There have been several schemes purportedly geared towards enhancing the financial fortunes of patrons over time. One of the latest which appeared promising was Crypto Bridge Exchange, CBEX, which has gulped over N1 trillion of investors’ funds. It was marketed as a credible digital asset exchange but has now turned to a Ponzi-style scheme, arousing fresh concerns over the lack of strong regulation in the country’s digital finance ecosystem.
Long before the entry of what has become known as Ponzi schemes and fraudulent money making systems, there were precursors where several millions of Naira were lost by investors.
It was not uncommon in years back to confront what was then christened ‘wonder banks’ where quick returns in several folds where promised to investors. Many of those schemes turned out to be phony investments which only existed to swindle unsuspecting individuals.
Given enhanced technology buoyed by the new digital age it is therefore not surprising that fresh impetus has arisen where fraudsters explore the inherent advantages to hoodwink several unwary publics.
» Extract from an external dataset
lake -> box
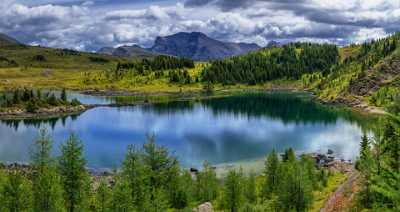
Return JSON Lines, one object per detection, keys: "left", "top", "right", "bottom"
{"left": 0, "top": 92, "right": 373, "bottom": 169}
Many have become vulnerable, falling victims to these schemes just by prompting a command on handheld devices or computers among others.
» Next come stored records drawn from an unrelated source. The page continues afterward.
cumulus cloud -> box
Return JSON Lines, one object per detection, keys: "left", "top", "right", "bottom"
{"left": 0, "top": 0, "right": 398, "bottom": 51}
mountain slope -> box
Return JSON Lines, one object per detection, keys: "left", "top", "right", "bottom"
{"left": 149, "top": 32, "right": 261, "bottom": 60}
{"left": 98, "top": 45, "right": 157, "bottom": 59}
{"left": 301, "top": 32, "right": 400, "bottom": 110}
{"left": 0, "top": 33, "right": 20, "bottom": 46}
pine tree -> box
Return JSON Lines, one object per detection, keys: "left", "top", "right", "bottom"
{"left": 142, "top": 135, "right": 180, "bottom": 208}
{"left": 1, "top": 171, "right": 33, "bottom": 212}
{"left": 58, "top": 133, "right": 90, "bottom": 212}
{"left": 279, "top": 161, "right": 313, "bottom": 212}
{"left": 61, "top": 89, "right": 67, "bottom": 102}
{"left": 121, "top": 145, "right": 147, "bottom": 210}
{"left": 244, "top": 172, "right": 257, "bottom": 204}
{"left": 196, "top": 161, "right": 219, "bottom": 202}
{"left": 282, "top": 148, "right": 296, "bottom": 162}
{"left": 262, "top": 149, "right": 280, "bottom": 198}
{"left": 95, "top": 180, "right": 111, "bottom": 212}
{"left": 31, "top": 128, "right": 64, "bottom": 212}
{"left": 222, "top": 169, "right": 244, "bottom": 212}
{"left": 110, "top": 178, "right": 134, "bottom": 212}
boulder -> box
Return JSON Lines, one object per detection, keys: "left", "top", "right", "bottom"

Notably, there was the “Umanah Umanah Wonder Bank” which was then a leading Ponzi scheme which promises more than a hundred percent profit on investment on a short run. It was soon discovered to be a fraudulent scheme and it was not long into its existence that the authorities clampdown on the promoter who was arrested, with punitive measures taken against him.
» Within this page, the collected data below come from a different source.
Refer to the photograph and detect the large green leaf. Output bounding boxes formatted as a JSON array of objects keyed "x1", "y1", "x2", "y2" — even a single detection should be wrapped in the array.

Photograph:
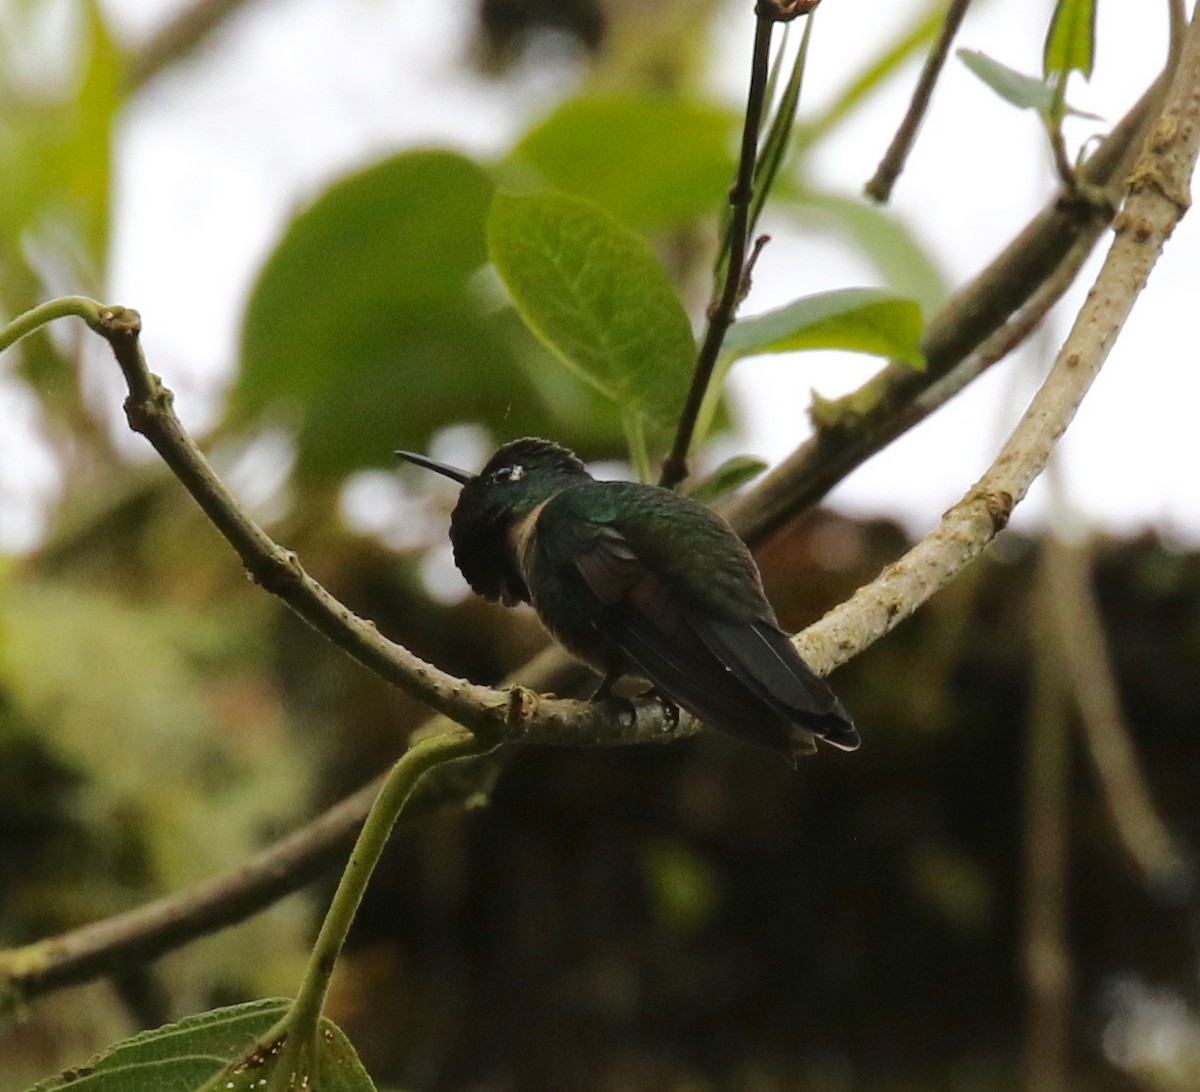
[
  {"x1": 507, "y1": 93, "x2": 737, "y2": 229},
  {"x1": 1044, "y1": 0, "x2": 1096, "y2": 80},
  {"x1": 235, "y1": 150, "x2": 548, "y2": 478},
  {"x1": 487, "y1": 190, "x2": 696, "y2": 429},
  {"x1": 28, "y1": 1000, "x2": 375, "y2": 1092},
  {"x1": 722, "y1": 288, "x2": 924, "y2": 368}
]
It was only recently that the reality dawned on investors on the CBEX platform that they have lost their deposits.
Just as the drama was unfolding, the Economic and Financial Crimes Commission, EFCC, rolled out names of no fewer than 50 entities it said were either fraudulent or unregistered in the financial sector and not worthy of the public’s patronage. This is coming rather too late for investors. Even at that, it was discovered that CBEX did not make their list, a situation that is apparent the EFCC does not have all the details of these phony schemes run by both Nigerians and their foreign accomplices.
The EFCC, other anti-fraud agencies and financial regulators need to do more to sanitise the loose operating environment that allows the thriving of these fraudulent schemes.
It is not however uncommon to have many argue that the nation’s economic woes are triggering the rush for schemes to survive hard times thereby becoming victims on the long run. On another rung, it is suggested that greed is behind the rabid patronage of such schemes despite experiences of the past.
It is necessary to track the promoters and ensure that they do not escape the wrath of the law, especially that many impoverished Nigerians have been further drained by this collapse.
We hope the authorities would not renege on their promise to get the perpetrators.
Therefore, sanitising and regulating the online financial space has become more compelling given the nuisance and pain the public go through in the hands of dubious financial schemes.